Ada beberapa pengertian Digital Divine
menurut:
1. Menurut Kamus Komputer dan Teknologi Informasi
Digital
divide yaitu istilah yang digunakan untuk menerangkan jurang perbedaan antara mereka
yang mempunyai kemampuan dalam hal akses, dan pengetahuan dalam penggunaan
teknologi modern, dengan mereka yang tidak berpeluang menikmati teknologi
tersebut
2. Menurut Inpres No.3 Tahun 2003
Disebutkan
bahwa digital divide, yaitu keterisolasian dari perkembangan global karena
tidak mampu memanfaatkan informasi.
3. Menurut Dr. Craig Warren Smith
(Investor Group Against Digital Divide)
Digital
divide (kesenjangan digital) yaitu kesenjangan antara mereka yang mendapatkan
keuntungan dari teknologi dan mereka yang tidak mendapatkannya.
4. Menurut Donny B.U., M.Si
Istilah
"digital divide" terbentuk untuk menggambarkan kesenjangan dalam
memahami, kemampuan, dan akses teknologi. Sehingga muncul istilah “the have”
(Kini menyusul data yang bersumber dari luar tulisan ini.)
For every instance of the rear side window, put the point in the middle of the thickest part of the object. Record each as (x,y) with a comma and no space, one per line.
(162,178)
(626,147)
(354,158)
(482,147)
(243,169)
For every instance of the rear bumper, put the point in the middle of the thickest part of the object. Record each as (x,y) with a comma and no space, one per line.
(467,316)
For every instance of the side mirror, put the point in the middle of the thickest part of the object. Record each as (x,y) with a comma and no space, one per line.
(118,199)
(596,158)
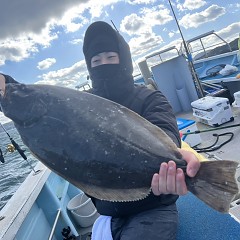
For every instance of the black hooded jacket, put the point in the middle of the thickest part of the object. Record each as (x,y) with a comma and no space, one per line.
(116,83)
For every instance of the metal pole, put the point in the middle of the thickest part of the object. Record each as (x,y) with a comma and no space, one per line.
(54,225)
(189,56)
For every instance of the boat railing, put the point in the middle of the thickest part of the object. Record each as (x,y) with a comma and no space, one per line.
(204,49)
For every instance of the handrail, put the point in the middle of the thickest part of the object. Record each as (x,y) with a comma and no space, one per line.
(54,224)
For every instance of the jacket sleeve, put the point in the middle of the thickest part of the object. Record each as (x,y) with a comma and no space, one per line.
(158,111)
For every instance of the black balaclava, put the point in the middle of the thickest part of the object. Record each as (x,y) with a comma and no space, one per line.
(112,81)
sebagai pemilik/penggunna teknologi dan “the have not” yang berarti sebaliknya.
5. Menurut Direktorat Pemberdayaan
Telamatika Departemen Komunikasi dan Informatika
Digital
divide mempunyai arti sebagai kesenjangan (gap) antara individu, rumah tangga,
bisnis, (atau kelompok masyarakat) dan area geografis pada tingkat sosial
ekonomi yang berbeda dalam hal kesempatan atas akses teknologi informasi dan
komunikasi/TIK (information and communication technologies/ ICT) atau
telematika dan penggunaan internet untuk beragam aktivitas. Jadi, digital
divide atau “kesenjangan digital” sebenarnya mencerminkan beragam kesenjangan
dalam pemanfaatan telematika dan akibat perbedaan pemanfaatannya dalam suatu
negara dan/atau antar Negara.
6. Menurut Sigit Widodo (SW)
Selama
ini kita selalu mengatakan, kesenjangan digital (digital divide) itu terjadi
karena masalah infrastruktur. Namun ternyata ada hal-hal lain yang
menyebabkannya. Dan salah satunya adalah masih kurangnya content berbahasa
Indonesia.
7. Yayan Sopyan (YS)
Berbicara
mengenai kesenjangan digital berarti berbicara mengenai gap antara kelompok
masyarakat yang bisa menikmati teknologi digital -sebagai alat untuk bekerja,
berkreasi, berkreativitas, dan lain sebagainya- dan menikmati
keuntungan-keuntuingan yang diberikan oleh teknologi digital, dan kelompok masyarakat
yang sama sekali tidak mencicipi itu. Itulah yang disebut kesenjangan digital.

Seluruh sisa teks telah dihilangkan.